Devil Riders

In the night air was a faint reek from the garbage dump behind the motel, but that faded as they crossed the street. From the roofed section of the ville, the lights from the windows were reflected off the rippling cloth, giving the streets a golden hue like something from an old vid. Now there came the aroma of frying peppers mixing with the clean smell of the desert salt. Somewhere a horse whinnied, and there came the crash of pots and pans, followed by raised voices marking a fight. The desert ville was full of life, and the sound of a whip was noticeably absent at the moment.

“It was this way,” Mildred said, checking the map in her notebook.

The companions passed very few people on the streets, a young boy dragging a burlap bag full of sticks, an old woman bundled under a raggedy shawl limping along a side street. Muted voices came from behind the closed shutters, and something flew by overhead, its passage masked by the patched material roofing the ville. Steadily, the temperature dropped as night descended in full, slices of light beaming through the shutters and around closed doors, becoming brighter in the purple dusk. His boots slapping against the cobblestone street, a sec man walked down the center of the street with a longblaster slung over his shoulder, a hand tight on the faded leather strap. He looked hard at the companions, then slowly nodded, granting them passage and kept slowly walking.

Easing his stance, Ryan let go of his grip on the SIG-Sauer and Jak tucked the throwing knife in his hand back up the sleeve of his camou jacket.

“Lot of security here,” J.B. muttered, taking his hand off his slung Uzi. “Everybody seems scared.”

“If the baron is at war with the Trader,” Ryan growled, “they bastard well should be.”

“Roger that.”

Skirting around the temple, the group heard the gaudy house long before they saw the place. Gales of laughter came from the second floor, shadowy figures ran past the louvered shutters, and there was actual glass in the lower windows, showing a roaring fireplace and tables of men eating and drinking. The few women moving through the crowd were scantily dressed.

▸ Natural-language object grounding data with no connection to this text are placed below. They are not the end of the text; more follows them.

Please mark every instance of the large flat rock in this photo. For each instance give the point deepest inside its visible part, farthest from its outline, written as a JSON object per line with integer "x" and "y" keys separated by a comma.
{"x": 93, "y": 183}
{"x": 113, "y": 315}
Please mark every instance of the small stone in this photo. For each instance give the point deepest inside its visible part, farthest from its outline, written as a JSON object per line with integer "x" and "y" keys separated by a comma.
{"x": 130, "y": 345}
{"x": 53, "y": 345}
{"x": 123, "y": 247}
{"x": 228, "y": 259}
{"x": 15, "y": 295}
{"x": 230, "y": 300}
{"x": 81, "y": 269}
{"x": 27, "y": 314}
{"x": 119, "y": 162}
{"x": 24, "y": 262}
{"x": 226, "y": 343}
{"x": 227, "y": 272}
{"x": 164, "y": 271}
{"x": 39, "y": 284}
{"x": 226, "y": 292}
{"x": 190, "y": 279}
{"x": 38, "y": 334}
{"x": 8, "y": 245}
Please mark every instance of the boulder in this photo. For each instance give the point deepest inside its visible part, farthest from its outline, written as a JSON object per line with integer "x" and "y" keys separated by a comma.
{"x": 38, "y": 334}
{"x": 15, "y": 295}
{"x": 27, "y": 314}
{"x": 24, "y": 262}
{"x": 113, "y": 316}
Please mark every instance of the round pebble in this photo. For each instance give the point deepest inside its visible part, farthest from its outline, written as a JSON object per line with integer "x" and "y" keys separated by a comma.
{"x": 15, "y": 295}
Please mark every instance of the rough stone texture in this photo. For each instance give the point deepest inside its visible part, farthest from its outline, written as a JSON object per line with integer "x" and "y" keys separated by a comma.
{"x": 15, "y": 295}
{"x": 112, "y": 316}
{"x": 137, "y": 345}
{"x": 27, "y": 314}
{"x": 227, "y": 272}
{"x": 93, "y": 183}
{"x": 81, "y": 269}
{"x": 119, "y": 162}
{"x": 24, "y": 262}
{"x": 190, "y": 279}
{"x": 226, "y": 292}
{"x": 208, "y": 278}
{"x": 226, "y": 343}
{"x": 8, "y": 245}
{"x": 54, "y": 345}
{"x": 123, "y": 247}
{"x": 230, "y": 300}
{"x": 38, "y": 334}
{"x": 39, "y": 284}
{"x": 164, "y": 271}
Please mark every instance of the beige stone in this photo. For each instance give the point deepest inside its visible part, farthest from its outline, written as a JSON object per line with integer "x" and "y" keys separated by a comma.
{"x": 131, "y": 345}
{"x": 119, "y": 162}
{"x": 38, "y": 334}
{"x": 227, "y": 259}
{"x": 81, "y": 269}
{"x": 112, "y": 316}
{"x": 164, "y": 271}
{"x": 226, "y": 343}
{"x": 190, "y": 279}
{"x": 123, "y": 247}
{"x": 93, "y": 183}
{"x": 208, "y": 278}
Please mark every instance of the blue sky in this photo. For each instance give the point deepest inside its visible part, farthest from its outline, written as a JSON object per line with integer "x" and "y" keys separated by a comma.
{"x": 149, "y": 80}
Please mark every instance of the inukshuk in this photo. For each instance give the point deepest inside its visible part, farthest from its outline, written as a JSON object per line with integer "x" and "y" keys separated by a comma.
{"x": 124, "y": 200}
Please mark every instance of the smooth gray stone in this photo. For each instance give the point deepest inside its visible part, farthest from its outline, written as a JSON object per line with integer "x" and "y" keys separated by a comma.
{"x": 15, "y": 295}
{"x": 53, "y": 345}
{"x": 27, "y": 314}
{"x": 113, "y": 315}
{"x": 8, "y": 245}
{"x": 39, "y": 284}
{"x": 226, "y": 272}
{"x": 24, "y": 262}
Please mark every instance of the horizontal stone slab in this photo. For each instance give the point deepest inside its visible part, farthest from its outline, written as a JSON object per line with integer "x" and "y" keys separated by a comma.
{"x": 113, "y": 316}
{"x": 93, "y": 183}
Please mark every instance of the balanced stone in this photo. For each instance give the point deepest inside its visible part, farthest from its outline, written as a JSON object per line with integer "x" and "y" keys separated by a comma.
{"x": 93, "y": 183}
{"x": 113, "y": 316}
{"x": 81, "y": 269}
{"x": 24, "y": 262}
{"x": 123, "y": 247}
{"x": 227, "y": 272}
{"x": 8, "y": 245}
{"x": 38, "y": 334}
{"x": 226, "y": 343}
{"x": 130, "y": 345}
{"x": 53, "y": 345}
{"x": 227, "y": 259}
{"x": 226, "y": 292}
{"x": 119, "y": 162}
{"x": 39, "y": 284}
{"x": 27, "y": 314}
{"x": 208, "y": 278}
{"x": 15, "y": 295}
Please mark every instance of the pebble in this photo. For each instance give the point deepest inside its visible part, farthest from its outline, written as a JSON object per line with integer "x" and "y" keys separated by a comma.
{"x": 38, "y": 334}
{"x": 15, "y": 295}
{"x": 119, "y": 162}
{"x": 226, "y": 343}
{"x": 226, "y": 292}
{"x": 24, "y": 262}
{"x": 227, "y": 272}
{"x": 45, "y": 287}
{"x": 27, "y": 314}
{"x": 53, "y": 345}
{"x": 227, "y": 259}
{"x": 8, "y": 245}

A group of horses was tied to a stone hitching post, with a lone sec man leaning against it smoking a home rolled cig. He watched the outlanders cross the street, but said nothing as they passed by, heading for the brothel.

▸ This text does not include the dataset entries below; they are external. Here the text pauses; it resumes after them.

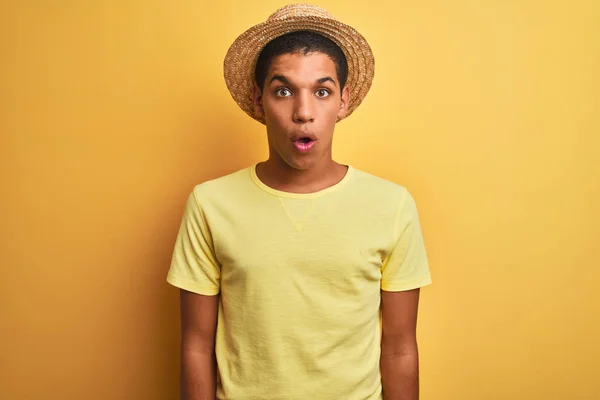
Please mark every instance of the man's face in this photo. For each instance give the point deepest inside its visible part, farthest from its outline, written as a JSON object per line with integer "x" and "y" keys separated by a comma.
{"x": 301, "y": 102}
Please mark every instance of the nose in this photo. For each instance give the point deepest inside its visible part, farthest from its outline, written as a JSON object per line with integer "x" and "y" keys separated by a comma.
{"x": 303, "y": 109}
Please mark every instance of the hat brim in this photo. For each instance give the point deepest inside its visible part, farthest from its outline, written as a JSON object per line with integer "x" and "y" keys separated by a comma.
{"x": 240, "y": 60}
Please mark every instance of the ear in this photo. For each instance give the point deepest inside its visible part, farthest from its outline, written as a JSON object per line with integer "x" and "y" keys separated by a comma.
{"x": 257, "y": 100}
{"x": 345, "y": 98}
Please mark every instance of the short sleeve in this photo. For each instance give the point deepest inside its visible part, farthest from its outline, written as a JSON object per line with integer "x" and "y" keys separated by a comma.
{"x": 406, "y": 266}
{"x": 194, "y": 266}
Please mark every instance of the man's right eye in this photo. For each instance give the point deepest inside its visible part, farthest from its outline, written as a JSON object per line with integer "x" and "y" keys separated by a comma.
{"x": 283, "y": 92}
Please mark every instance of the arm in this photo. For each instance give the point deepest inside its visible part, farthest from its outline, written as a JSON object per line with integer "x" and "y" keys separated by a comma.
{"x": 198, "y": 362}
{"x": 399, "y": 354}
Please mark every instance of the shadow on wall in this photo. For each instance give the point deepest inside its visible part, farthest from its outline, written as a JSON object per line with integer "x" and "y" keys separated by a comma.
{"x": 215, "y": 141}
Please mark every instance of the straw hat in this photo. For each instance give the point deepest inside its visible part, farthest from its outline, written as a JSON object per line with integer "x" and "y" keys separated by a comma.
{"x": 241, "y": 57}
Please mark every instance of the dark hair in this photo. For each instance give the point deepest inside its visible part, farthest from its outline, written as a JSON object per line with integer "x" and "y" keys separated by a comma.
{"x": 303, "y": 42}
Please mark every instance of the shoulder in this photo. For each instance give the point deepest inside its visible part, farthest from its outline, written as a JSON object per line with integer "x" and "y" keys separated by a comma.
{"x": 224, "y": 186}
{"x": 377, "y": 187}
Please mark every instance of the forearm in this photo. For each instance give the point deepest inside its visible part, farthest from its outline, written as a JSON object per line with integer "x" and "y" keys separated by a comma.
{"x": 400, "y": 373}
{"x": 198, "y": 375}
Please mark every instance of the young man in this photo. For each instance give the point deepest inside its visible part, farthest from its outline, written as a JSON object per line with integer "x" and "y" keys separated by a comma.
{"x": 299, "y": 276}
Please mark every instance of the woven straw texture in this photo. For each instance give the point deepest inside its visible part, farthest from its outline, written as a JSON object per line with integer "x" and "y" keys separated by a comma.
{"x": 241, "y": 57}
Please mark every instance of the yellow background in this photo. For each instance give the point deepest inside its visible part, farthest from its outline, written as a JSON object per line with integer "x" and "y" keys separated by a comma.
{"x": 487, "y": 111}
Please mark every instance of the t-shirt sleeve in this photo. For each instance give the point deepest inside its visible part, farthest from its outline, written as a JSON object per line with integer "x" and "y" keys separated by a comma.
{"x": 194, "y": 266}
{"x": 406, "y": 266}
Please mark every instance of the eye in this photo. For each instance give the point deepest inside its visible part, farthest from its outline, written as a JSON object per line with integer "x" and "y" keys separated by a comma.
{"x": 322, "y": 93}
{"x": 283, "y": 92}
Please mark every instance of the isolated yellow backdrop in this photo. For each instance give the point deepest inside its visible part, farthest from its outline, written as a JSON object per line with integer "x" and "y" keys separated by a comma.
{"x": 487, "y": 111}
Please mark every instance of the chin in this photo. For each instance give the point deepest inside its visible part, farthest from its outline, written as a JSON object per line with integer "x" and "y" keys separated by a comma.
{"x": 303, "y": 163}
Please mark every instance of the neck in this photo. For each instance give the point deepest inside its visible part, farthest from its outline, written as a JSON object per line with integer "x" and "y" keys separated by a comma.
{"x": 277, "y": 174}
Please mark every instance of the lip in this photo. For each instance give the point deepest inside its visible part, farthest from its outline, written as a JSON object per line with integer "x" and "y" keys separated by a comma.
{"x": 299, "y": 135}
{"x": 304, "y": 147}
{"x": 300, "y": 145}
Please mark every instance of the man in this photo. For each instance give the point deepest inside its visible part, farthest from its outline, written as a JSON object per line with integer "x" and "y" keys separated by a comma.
{"x": 299, "y": 276}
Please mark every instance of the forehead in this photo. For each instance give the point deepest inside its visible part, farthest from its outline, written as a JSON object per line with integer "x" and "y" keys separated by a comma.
{"x": 311, "y": 66}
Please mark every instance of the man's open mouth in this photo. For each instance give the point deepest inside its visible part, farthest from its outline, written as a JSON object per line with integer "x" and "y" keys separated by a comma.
{"x": 304, "y": 144}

“Must be the designated driver.” Mildred laughed, and waited for a response from the others, then realized the joke was a hundred years out of date. Ah, well.

Stepping through the doorway, Ryan pushed aside a blanket hanging across the opening to help keep out the evening chill. Inside the building, the air was warm and heavy with the smells of food and wood smoke. From the bolt holes in the concrete floor marking where heavy machinery had once been anchored, it was obvious that the place had originally been some sort of factory, now gutted into a single huge room with bare steel beams supporting the second story. Clusters of candles hung from chains attached to the metal rafters, clay bowls underneath positioned to catch drippings so as not to lose a drop of wax. A roaring fireplace was near the wooden counter that served as a bar, with a bubbling iron pot sitting directly amid the crackling flames, the roasted carcass of something slowly turning on a spit.

The tables were mostly cut down wooden spools that at one time housed industrial cable, the chairs a mixture of anything that could be sat upon, including a flat rock and some plain wooden boxes.

Incredibly, over in the far corner a stickie was stuffed and mounted on a wooden box, its eyes replaced with shiny glass marbles, its hands raised as if about to attack. The mutie was wearing pants, but its chest was bare, the mottled skin covered with the puckered scars of large bore bullet holes, along with a stitched slash on its neck that almost went completely across.

“Must been some fight,” Jak muttered.

“Ah, that it was young fellow!” a drunk sec man called out, waving a wooden mug. “Buy me a drink and I’ll tell you all the details. Lost ten men chilling the bastards, and nearly got caught by the Core!”